CHP, 2019 yerel seçimlerinde de büyükşehir belediyelerinin çoğunluğunu kazanmıştı.
Cumhur İttifakı da 2019’dan 2024’e uzanan o süreçte, elindeki belediyelere son derece ihtimam göstermişti.
Burada amaç: Toplumun zihninde, CHP’li belediyeler ile Cumhur İttifakı belediyeleri arasında bir mukayese oluşturmaktı.
Örneğin Manisa’da Cengiz Ergün, Denizli’de Osman Zolan, Bursa’da Alinur Aktaş; merkezi iktidarın büyük desteğiyle birbirinden önemli hizmetlere imza attı.
Fakat günün sonunda iş değil, laf üretenler kazandı. Dolayısıyla Cumhur İttifakı’nın “yatırım ve hizmet” üzerinden belediyeler arasında fark yaratma stratejisi karşılık bulmadı.
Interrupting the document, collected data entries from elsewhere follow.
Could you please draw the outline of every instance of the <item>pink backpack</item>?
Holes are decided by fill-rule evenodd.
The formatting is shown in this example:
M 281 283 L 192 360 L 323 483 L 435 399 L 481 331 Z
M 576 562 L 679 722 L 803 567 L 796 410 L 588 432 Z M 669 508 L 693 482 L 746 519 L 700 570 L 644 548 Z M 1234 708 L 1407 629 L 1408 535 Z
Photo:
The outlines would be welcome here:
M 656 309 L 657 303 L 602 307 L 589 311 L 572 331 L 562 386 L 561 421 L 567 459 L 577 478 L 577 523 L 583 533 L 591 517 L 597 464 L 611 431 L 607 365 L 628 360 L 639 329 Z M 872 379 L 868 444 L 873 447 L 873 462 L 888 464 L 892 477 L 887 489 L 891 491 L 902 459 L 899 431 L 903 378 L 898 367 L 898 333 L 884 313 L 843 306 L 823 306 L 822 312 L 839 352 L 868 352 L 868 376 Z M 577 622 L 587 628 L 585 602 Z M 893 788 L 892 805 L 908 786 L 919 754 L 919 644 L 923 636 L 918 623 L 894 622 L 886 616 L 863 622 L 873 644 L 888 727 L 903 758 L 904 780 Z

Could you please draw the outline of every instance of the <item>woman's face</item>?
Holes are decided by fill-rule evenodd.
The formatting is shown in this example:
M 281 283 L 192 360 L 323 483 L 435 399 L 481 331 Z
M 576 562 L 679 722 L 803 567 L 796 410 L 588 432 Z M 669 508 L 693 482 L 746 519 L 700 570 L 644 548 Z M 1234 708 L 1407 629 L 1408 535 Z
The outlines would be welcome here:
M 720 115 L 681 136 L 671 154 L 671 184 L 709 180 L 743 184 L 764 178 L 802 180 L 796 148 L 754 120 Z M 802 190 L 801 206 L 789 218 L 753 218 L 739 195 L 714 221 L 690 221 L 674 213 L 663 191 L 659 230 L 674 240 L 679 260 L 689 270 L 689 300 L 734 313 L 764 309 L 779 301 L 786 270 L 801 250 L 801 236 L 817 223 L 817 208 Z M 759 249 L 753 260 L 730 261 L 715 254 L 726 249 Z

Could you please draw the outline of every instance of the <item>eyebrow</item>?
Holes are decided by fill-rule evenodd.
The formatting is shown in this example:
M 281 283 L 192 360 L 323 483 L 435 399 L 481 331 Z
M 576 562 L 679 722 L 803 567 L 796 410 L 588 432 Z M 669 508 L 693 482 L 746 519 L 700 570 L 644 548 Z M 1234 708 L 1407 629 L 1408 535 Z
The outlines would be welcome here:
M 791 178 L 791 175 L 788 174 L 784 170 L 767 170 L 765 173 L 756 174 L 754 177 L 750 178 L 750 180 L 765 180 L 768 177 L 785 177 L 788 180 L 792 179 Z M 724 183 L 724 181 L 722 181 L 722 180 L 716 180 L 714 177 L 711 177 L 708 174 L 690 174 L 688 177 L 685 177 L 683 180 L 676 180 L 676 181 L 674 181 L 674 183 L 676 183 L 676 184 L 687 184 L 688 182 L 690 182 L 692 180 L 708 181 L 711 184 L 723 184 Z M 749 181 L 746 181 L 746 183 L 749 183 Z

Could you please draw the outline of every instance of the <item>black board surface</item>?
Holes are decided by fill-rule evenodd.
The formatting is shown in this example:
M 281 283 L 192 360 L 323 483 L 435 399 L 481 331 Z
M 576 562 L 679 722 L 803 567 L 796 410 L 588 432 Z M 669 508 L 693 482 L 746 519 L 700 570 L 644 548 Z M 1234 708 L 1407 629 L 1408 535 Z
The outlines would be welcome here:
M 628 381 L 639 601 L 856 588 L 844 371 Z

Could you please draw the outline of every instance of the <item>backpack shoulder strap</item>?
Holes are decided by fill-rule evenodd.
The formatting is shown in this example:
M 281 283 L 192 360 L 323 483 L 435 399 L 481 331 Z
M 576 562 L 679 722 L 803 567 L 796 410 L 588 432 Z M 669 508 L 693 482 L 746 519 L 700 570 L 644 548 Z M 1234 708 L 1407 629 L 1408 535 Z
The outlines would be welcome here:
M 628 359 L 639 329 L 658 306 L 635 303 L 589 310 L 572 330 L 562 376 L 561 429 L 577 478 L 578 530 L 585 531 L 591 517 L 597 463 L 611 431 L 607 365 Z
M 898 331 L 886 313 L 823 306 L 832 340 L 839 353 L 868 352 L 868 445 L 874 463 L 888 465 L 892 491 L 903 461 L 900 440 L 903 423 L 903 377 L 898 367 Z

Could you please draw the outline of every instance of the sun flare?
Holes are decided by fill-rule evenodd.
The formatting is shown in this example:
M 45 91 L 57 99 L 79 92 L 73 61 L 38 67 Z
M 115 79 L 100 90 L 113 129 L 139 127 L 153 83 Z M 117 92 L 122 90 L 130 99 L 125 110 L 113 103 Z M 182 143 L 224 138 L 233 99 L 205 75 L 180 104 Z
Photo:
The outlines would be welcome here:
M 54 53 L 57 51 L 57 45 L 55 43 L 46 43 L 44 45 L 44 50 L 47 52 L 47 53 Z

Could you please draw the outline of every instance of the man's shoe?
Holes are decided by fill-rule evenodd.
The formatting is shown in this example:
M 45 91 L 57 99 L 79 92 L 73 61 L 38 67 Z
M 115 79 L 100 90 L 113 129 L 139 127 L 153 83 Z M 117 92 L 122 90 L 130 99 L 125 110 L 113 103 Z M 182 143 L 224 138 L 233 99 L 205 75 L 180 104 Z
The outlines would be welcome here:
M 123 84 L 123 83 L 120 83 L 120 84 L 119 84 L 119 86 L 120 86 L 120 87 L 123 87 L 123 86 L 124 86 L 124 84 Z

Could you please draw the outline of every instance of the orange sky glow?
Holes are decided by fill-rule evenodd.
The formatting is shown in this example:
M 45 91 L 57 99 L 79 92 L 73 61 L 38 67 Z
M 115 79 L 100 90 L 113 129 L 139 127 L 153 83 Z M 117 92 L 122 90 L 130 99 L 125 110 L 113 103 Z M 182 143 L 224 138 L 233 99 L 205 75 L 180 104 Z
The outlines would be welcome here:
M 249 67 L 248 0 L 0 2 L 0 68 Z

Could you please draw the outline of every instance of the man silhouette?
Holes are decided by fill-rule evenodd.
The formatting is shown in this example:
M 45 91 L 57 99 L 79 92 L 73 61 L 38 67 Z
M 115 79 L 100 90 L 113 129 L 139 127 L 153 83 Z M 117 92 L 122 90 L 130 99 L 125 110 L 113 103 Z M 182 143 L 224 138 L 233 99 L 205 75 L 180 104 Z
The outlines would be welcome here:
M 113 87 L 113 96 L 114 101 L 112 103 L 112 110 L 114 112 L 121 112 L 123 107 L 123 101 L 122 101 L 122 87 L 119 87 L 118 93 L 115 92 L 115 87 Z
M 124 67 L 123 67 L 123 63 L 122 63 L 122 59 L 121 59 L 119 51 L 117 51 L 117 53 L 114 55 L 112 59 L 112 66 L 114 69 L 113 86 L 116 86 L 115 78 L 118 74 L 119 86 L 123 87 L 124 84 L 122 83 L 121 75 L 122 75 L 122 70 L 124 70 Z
Gelelim 31 Mart 2024 Yerel Seçimlerine…
Cumhur İttifakı’ndan belediye başkan adayı olan birçok siyasetçinin alametifarikası, merkezi iktidarın desteğiyle şehirlerine hizmet getirmeyi vaat ediyor olmasıydı.
Örneklemek gerekirse…
Seçim sürecinde, İzmir’in 100 bin nüfuslu Bergama ilçesini yakinen takip etmeye çalıştım. Bergama Belediye Başkanlığına talip olan AK Partili Sadık Doğruer’in vatandaşa “merkezi iktidarın garantörlüğünde” vaat ettiği mega projelerin maliyeti düşünüldüğünde, içinde bulunduğumuz bu ekonomik krizde, AK Parti’nin Bergama’yı kaybetmesinin daha avantajlı bir durum olduğu bile söylenebilir.
Malumunuz! Türkiye’nin önünde 4 yıllık seçimsiz bir süreç var.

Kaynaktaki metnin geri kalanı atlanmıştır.